Dirigentes de entidades representativas da magistratura de vários Estados estiveram reunidos na última sexta-feira, 08/7, em Salvador, para discutir a atuação do movimento associativo acerca de diversos temas, dentre os quais a nova tentativa de elevação da idade para aposentadoria compulsória dos servidores públicos.
A matéria é objeto da PEC 16/2011, de autoria da Senadora Ana Amélia (PP/RS), e pretende elevar a idade de 70 para 75 anos. A matéria também é objeto da PEC 457/05, já aprovada no Senado e que aguarda exame da Câmara dos Deputados.
Os magistrados manifestaram preocupação com mais uma tentativa de elevação da idade para a aposentadoria compulsória, a qual tem ganho apoio inclusive através de iniciativas locais, como ocorreu recentemente no Estado do Maranhão, quando voltou a tramitar proposta apresentada à Assembléia Legislativa para alterar a Constituição Estadual, contemplando novo limite de idade.
Os presidentes cobraram uma postura firme da AMB (Associação dos Magistrados Brasileiros) contra a elevação e pretendem levar a discussão para a próxima reunião do Conselho de Representantes da entidade.

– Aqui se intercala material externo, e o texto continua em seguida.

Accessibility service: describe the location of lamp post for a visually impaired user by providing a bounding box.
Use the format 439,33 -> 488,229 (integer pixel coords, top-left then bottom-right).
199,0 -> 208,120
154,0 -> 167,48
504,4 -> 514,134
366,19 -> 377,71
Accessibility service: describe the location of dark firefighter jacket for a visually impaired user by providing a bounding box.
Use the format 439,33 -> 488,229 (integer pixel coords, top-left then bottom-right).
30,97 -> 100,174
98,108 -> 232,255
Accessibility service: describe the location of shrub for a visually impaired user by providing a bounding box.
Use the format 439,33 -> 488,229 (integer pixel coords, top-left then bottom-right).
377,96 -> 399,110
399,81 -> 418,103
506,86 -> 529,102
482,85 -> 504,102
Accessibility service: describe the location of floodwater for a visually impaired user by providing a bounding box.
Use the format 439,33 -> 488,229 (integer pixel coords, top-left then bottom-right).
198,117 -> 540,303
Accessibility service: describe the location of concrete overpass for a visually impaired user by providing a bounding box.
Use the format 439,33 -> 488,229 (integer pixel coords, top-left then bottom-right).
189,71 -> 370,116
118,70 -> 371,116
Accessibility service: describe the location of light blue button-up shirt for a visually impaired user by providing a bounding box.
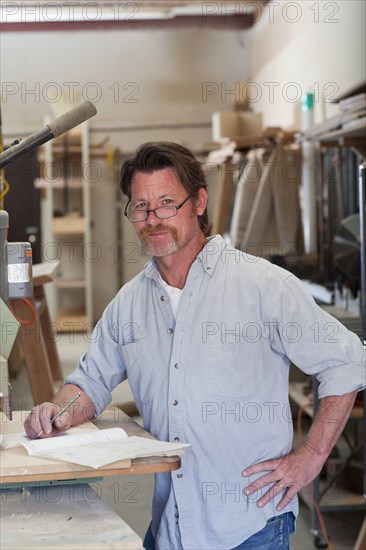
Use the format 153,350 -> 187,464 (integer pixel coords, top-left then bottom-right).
66,236 -> 366,550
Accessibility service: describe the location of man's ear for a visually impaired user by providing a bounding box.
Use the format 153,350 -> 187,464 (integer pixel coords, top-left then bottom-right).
195,187 -> 208,216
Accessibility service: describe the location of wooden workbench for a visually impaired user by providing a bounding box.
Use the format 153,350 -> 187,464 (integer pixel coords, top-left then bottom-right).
0,407 -> 180,486
0,407 -> 180,550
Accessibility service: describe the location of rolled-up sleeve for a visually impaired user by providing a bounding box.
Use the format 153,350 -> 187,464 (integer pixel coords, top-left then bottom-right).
65,297 -> 127,417
271,275 -> 366,397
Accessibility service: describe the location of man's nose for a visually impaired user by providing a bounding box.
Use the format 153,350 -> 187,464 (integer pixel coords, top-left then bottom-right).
146,210 -> 160,225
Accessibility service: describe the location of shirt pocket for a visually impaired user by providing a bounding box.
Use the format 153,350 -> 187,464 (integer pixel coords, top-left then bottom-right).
201,343 -> 254,399
119,339 -> 153,404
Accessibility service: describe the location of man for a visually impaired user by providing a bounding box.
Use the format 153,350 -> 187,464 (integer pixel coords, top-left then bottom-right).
25,142 -> 365,550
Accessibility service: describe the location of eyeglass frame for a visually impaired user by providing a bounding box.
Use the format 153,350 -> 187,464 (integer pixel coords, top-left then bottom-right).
124,195 -> 192,223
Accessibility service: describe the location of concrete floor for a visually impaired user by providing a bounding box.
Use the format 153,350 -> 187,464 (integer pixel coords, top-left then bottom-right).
7,334 -> 363,550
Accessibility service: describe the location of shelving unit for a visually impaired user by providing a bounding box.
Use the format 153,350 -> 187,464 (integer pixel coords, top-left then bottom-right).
35,122 -> 93,332
290,83 -> 366,550
289,377 -> 366,548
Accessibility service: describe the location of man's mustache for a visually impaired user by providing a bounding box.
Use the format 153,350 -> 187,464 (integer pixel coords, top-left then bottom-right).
140,223 -> 172,237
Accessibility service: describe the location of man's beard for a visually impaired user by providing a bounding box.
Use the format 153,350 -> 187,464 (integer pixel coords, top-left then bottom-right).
138,223 -> 178,257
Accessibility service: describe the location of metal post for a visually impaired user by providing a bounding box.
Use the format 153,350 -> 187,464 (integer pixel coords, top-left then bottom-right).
358,161 -> 366,498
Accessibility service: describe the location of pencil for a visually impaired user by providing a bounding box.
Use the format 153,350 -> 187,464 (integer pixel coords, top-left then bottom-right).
36,392 -> 81,439
51,392 -> 81,424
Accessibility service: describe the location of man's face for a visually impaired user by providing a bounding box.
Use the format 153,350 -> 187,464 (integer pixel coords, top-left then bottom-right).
131,168 -> 207,257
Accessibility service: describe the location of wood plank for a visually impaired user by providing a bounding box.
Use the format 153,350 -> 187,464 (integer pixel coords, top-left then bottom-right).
0,484 -> 143,550
56,309 -> 90,333
52,216 -> 85,235
0,407 -> 180,485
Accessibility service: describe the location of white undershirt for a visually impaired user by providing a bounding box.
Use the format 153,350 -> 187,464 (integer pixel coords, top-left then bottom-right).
159,273 -> 183,318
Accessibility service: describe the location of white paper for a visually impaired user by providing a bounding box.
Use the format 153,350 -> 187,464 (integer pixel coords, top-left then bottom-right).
36,438 -> 188,468
22,428 -> 127,456
2,428 -> 189,468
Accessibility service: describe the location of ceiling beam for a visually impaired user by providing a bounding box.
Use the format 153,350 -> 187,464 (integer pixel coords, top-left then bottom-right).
0,0 -> 270,32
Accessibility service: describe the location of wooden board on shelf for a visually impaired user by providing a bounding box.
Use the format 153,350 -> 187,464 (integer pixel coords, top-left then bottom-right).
52,216 -> 85,235
32,261 -> 60,286
55,278 -> 86,290
34,178 -> 83,189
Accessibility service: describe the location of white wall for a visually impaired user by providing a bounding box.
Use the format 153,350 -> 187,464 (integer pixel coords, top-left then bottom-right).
0,27 -> 249,318
248,0 -> 366,129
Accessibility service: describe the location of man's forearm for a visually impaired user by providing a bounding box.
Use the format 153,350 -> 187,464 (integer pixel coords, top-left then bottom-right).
52,384 -> 95,426
304,391 -> 357,460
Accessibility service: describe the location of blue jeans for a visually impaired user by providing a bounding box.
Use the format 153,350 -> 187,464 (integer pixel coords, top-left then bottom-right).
144,512 -> 295,550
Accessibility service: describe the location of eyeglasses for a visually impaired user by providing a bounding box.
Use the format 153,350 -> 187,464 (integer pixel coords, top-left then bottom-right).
124,195 -> 191,222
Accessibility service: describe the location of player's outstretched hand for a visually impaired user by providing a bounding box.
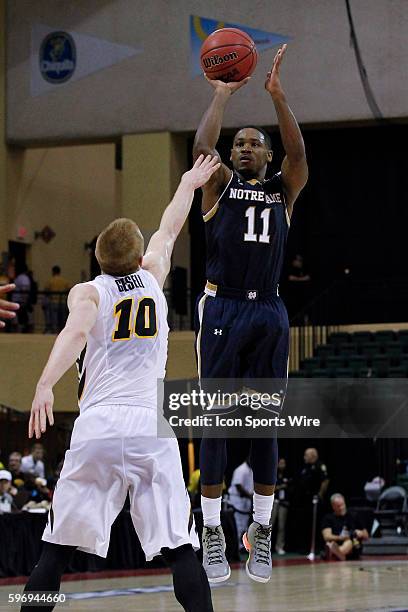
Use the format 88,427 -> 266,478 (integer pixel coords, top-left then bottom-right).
182,155 -> 221,189
204,74 -> 251,95
265,45 -> 288,98
0,283 -> 20,327
28,387 -> 54,439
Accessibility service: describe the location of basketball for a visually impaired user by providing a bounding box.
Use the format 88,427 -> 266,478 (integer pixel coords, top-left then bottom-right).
200,28 -> 258,83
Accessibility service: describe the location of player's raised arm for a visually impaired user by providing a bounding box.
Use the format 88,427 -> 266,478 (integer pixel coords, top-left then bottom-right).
0,284 -> 20,327
265,45 -> 308,215
193,77 -> 249,212
142,155 -> 221,287
28,284 -> 99,438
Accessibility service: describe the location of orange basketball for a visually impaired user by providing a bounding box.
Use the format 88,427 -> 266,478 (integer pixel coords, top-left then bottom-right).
200,28 -> 258,83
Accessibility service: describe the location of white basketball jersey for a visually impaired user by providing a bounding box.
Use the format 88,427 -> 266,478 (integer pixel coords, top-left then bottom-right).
77,269 -> 169,413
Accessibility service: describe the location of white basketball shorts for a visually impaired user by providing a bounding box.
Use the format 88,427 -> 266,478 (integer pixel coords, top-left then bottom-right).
42,406 -> 200,561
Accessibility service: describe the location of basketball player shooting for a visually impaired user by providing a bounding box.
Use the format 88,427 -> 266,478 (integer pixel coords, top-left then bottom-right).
194,45 -> 308,582
21,155 -> 220,612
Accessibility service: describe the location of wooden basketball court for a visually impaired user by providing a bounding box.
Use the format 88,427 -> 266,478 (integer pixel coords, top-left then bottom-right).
0,558 -> 408,612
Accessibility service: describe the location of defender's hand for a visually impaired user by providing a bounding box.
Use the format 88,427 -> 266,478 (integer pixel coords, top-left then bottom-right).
181,155 -> 221,189
28,387 -> 54,439
265,45 -> 288,98
0,283 -> 20,327
204,74 -> 251,96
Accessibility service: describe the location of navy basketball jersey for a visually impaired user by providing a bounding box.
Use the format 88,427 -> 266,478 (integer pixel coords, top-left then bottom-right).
203,172 -> 289,291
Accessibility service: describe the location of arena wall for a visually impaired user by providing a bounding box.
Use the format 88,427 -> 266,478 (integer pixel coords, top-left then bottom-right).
7,0 -> 408,143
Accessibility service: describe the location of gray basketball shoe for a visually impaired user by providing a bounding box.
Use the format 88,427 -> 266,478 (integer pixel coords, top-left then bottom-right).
203,525 -> 231,583
242,522 -> 272,582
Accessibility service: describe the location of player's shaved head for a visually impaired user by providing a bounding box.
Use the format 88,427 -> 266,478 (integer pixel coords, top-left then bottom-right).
95,218 -> 144,276
234,125 -> 272,151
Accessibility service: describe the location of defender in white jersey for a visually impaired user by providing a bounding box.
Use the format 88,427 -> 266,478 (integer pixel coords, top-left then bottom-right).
21,156 -> 220,612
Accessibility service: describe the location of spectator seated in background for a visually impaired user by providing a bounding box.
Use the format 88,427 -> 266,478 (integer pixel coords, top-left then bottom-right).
285,255 -> 311,318
322,493 -> 369,561
0,470 -> 15,514
21,442 -> 45,478
8,451 -> 30,509
43,266 -> 71,334
8,451 -> 24,489
228,460 -> 254,549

O Juiz Marcelo Roseno, Presidente da ACM, participou do encontro e reforçou a necessidade de uma pronta e firme atuação da AMB contra a aprovação da PEC. “A recorrente tentativa de elevação deve ensejar uma mobilização constante da AMB junto ao Congresso Nacional”, afirmou.
Durante a reunião, os magistrados criticaram ações da atual direção da Associação dos Magistrados Brasileiros (AMB), que tem atuado em diversos Estados sem articulação com as entidades locais, como ocorreu recentemente na Bahia, onde foi instalada uma sub-sede da entidade nacional. Além disso, os magistrados reclamaram do que consideram a tentativa de fragilizar o Conselho de Representantes, órgão deliberativo que é formado por dirigentes de todas as entidades filiadas e que deve pautar a atuação do Conselho Executivo.
“Defendemos que a AMB cumpra seu papel de ampla articulação das entidades filiadas, buscando alcançar objetivos comuns. Vemos com preocupação que a periodicidade das reuniões do Conselho de Representantes da AMB dificulte a coordenação das ações, ao mesmo tempo em que os magistrados não têm tido a oportunidade de discutir e deliberar o posicionamento sobre questões importantes como a PEC dos Recursos e a proposta que busca equiparar vencimentos dos congressistas e dos Ministros do STF. São matérias que a direção da entidade tem encaminhado sem ouvir os associados, contrariando a natureza institucional da AMB (que é uma federação), e um dos fundamentos de sua existência que é a democracia participativa”, afirmou Marcelo Roseno, Presidente da ACM.
Ao final do encontro,os magistrados elaboraram documentos que serão encaminhados à AMB, firmando posição sobre a atuação da entidade e apresentando temas para inclusão em pauta da próxima reunião do Conselho de Representantes.